Thermal Field Investigations and Applications to Integral Abutment Bridges with FRP Panels

Abstract

Expansion joints are often considered as one of the most vulnerable elements affecting the sustainability of traditional jointed bridges. Over the past several decades, a new type of integral abutment bridge (IAB) has been proposed, where the joints are eliminated at the abutments and/or along the length of the bridges. Although with wide acceptances, the IABs have not been largely applied in practice. Many arguments are unsettled and there are no national design guidelines currently. Among all, the thermal behavior is one of the most concerned issues, and that, to a large extent, limits the maximum length of IABs that can be constructed. Under this circumstance, a new type of fiber reinforced polymer (FRP) materials, with special material properties, are considered as an alternative to replace the traditional concrete and steel materials. However, the studies on the performances of both IABs and FRP bridges are not adequate. Therefore, an investigation on the thermal behaviors of IABs and FRP bridges is conducted. Then, an effort is made to analyze the responses by combining the FRPs with IABs, and to verify that such a configuration will help resolve the thermal issues of IABs.
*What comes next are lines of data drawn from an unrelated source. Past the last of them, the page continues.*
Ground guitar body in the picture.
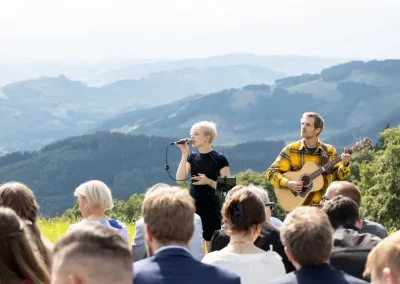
[274,162,324,211]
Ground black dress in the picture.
[187,150,229,241]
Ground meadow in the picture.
[38,218,135,244]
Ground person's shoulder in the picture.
[283,140,301,150]
[360,219,388,239]
[200,262,240,283]
[363,219,386,231]
[133,257,154,274]
[210,149,225,159]
[266,272,299,284]
[337,270,368,284]
[67,220,93,232]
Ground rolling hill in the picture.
[0,66,282,155]
[95,60,400,147]
[0,132,283,216]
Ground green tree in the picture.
[358,126,400,231]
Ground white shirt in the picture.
[202,250,286,284]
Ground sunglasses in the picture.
[264,202,275,210]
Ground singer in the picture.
[176,121,230,248]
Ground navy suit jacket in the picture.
[266,264,368,284]
[133,248,240,284]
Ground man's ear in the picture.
[68,275,84,284]
[285,247,294,262]
[144,224,153,242]
[356,218,363,230]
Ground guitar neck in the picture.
[310,151,351,180]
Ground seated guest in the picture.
[132,183,204,261]
[51,224,133,284]
[0,207,50,284]
[210,184,294,272]
[322,181,388,239]
[203,187,285,284]
[364,231,400,284]
[68,180,129,242]
[0,182,53,268]
[322,195,381,279]
[133,187,240,284]
[269,216,283,228]
[265,206,368,284]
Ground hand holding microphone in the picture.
[170,138,192,156]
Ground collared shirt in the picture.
[266,139,350,204]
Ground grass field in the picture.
[38,218,135,244]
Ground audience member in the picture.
[0,207,50,284]
[51,224,133,284]
[266,206,367,284]
[364,231,400,284]
[0,182,53,268]
[68,180,129,242]
[322,195,381,279]
[203,187,285,284]
[132,183,204,261]
[322,181,388,239]
[210,184,294,272]
[134,187,240,284]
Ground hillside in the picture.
[0,132,283,216]
[88,53,350,84]
[0,66,281,155]
[96,60,400,147]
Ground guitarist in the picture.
[266,112,351,206]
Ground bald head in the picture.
[325,181,361,207]
[51,225,133,284]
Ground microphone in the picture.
[169,138,192,145]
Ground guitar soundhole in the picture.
[300,175,311,193]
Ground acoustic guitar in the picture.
[274,138,371,212]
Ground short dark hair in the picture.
[53,224,133,283]
[281,206,333,266]
[142,185,196,245]
[222,186,266,234]
[322,195,360,229]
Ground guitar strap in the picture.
[319,142,329,170]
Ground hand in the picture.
[341,148,351,167]
[192,173,211,186]
[176,142,189,155]
[286,180,303,192]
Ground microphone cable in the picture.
[165,144,192,181]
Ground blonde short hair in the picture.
[74,180,114,210]
[190,121,217,144]
[363,231,400,279]
[247,183,269,205]
[280,206,333,266]
[142,186,196,244]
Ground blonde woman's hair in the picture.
[74,180,114,210]
[190,121,217,144]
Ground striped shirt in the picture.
[266,139,350,204]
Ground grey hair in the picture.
[247,183,270,204]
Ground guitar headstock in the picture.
[351,138,372,152]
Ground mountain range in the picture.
[0,63,282,154]
[95,60,400,148]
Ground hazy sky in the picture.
[0,0,400,59]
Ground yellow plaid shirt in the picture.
[266,139,350,204]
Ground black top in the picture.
[265,263,368,284]
[330,224,381,279]
[210,226,295,273]
[187,150,229,200]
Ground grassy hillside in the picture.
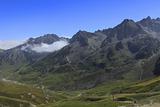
[0,80,66,107]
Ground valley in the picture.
[0,17,160,107]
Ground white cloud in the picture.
[22,40,68,53]
[0,40,24,49]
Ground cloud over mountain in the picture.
[22,40,69,53]
[0,40,24,49]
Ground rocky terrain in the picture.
[0,17,160,107]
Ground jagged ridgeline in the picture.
[0,17,160,90]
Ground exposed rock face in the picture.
[0,34,68,74]
[2,17,160,89]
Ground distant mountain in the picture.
[0,49,4,52]
[1,17,160,90]
[0,34,68,77]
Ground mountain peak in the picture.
[27,34,61,44]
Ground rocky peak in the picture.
[70,31,94,46]
[27,34,61,44]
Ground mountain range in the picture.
[0,17,160,90]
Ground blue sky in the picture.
[0,0,160,41]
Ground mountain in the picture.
[0,34,68,78]
[0,17,160,90]
[14,17,160,90]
For FRP bridges, (1) the temperature distributions of a GFRP panel are discussed based on a field monitoring program conducted at the state of Kansas; (2) the influencing factors on the temperature distributions are studied, including the material property, environmental condition, and section hollowness; (3) the thermal gradients of the FRP panel bridges are proposed referring to the AASHTO LRFD design code; and (4) the jointed bridges’ performances, after replacing traditional slabs by FRP panels, are numerically analyzed. For IABs, (1) the thermal responses of the first full IAB in the state of Louisiana, Caminada Bay Bridge, are discussed based on a field monitoring program; (2) a parametric study is employed to analyze the effects of different parameters on the thermal performances, including the soil types, bent-pile connections, loading types, and support conditions; and (3) a numerical study is performed to verify the assumption that applying FRP panels on IABs will help resolve the thermal issues of IABs.